Currently, there is significant research and commercial interest in developing on-body and implantable biomedical devices which can perform continuous real-time biosignal monitoring and analysis, allowing for rapid condition detection and diagnosis of conditions [3] . Ambulatory EEG (AEEG) recording devices have recently been developed and deployed so that patients can have their EEG recorded at home. However, these devices do not perform data analysis. The recorded data must be analysed on return to the hospital. If no events are detected, the patient is sent home for further recording.
Given these problems, there is a move to implement automated real-time seizure detection algorithms on ambulatory devices [4] . The REACT (Real-time EEG Analysis for event deteCTion) algorithm developed by our collaborators at University College Cork achieves high accuracy in epileptic seizure detection based on EEG analysis. The algorithm operates on EEG data to extract set of features in the time, information theoretic and spectral domains. A Support Vector Machine (SVM) classifier uses these features to identify periods of seizure and non-seizure activity. To date, the REACT algorithm has been used to automate hospital in-patient monitoring. Herein, we investigate the potential for reducing the power consumption of REACT implementation, so as to enable its inclusion in AEEG devices. This would mean that seizure events could be detected at home and medical staff notified immediately. If no events are detected, the patient does not need to go to hospital.
The battery lifetime of ambulatory devices is important factor. Ideally, a real-time seizure detection and recording device should have a battery lifetime of roughly 1 week. This would be sufficient to obviate the need for recharging by the user. However, in order to maximize user comfort, the battery must be as small and lightweight as possible. Even though EEG is sampled at a low rate (hundreds of Hertz), the multi-channel nature of the biosignals (possibly tens of channels) and the difficulty of the detection and classification problem make the overall REACT system power hungry. The computational complexity of the detection algorithm leads to high power consumption when implemented on a conventional, commercial Digital Signal Processor (DSP). Previous work has focused on reducing the computational complexity of the REACT algorithm by reducing the number of channels and/or the number of features [5] . While effective in reducing computational complexity, this approach has the undesirable side-effect of reducing accuracy.

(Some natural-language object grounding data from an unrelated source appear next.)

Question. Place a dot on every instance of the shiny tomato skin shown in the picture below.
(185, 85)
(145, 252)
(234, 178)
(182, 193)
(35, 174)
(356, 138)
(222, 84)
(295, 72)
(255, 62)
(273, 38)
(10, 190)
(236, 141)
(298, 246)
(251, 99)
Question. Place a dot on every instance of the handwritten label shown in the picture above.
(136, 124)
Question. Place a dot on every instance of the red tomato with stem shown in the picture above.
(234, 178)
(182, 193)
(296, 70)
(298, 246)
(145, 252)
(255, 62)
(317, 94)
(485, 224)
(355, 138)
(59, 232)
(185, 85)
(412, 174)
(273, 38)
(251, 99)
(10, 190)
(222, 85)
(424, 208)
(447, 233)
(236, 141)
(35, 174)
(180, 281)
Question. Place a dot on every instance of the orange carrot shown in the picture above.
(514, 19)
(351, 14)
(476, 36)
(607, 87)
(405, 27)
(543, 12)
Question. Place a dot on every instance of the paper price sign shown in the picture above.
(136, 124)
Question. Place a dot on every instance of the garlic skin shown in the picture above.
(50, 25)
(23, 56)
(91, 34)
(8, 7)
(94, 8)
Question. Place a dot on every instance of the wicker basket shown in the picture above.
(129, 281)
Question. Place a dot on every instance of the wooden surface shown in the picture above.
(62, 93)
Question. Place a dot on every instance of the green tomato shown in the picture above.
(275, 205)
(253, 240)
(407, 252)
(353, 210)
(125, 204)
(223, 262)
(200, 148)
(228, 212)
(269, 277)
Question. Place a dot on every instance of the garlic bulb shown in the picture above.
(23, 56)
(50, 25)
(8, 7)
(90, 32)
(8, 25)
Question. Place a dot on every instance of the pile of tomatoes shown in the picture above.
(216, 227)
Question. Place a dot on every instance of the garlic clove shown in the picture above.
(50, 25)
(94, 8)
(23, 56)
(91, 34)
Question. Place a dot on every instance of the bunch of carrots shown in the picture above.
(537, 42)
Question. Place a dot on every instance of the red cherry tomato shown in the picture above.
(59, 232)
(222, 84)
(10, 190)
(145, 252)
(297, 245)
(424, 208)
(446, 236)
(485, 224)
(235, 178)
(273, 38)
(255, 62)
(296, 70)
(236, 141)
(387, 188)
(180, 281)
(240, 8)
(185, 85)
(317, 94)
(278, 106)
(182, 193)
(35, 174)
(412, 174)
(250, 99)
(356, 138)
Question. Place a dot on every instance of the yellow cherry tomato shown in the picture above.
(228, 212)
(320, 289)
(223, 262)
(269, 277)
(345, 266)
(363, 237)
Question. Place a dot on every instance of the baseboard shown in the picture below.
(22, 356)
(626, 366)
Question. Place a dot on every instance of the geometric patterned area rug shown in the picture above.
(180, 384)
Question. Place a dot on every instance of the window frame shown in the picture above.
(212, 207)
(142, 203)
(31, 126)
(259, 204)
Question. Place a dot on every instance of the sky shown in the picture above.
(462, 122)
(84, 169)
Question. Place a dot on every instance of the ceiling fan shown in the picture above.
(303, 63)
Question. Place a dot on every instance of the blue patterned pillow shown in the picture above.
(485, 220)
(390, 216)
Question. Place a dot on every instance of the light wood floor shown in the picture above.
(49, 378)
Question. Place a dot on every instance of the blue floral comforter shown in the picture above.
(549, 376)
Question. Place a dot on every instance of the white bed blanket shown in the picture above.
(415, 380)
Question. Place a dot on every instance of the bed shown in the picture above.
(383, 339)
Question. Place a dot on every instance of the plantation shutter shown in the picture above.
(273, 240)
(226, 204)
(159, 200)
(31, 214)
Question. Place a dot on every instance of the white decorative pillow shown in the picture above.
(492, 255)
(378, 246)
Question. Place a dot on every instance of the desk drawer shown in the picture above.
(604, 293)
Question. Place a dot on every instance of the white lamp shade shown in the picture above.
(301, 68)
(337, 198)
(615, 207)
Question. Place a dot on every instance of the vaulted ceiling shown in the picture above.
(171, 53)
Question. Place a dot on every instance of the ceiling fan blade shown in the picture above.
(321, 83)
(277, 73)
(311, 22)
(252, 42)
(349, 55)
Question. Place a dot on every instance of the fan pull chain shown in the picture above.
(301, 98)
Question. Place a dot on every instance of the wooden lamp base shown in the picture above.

Herein, we investigate implementation of the REACT algorithm on SYSCORE, a novel Coarse-Grained Reconfigurable Array (CGRA) processor architecture designed for low power on-chip biosignal processing. The overall SYSCORE architecture consists of a conventional programmable DSP processor, that performs irregular control oriented tasks and a CGRA unit that performs regular, computationally intensive signal processing tasks. The CGRA unit consists of a grid of interconnected reconfigurable processing units which can perform logical and arithmetic operations. Unlike conventional DSPs, the CGRA supports systolic signal processing, significantly reducing the number of data and program RAM accesses and lowering power consumption. In addition, the higher degree of parallelism allows for more aggressive voltage scaling. Unlike Field Programming Gate Arrays (FPGAs), the processing units are reconfigurable at the operation level rather than at the bit-level. This significantly reduces power consumption compared to FPGAs while maintaining flexibility and increasing performance [6] .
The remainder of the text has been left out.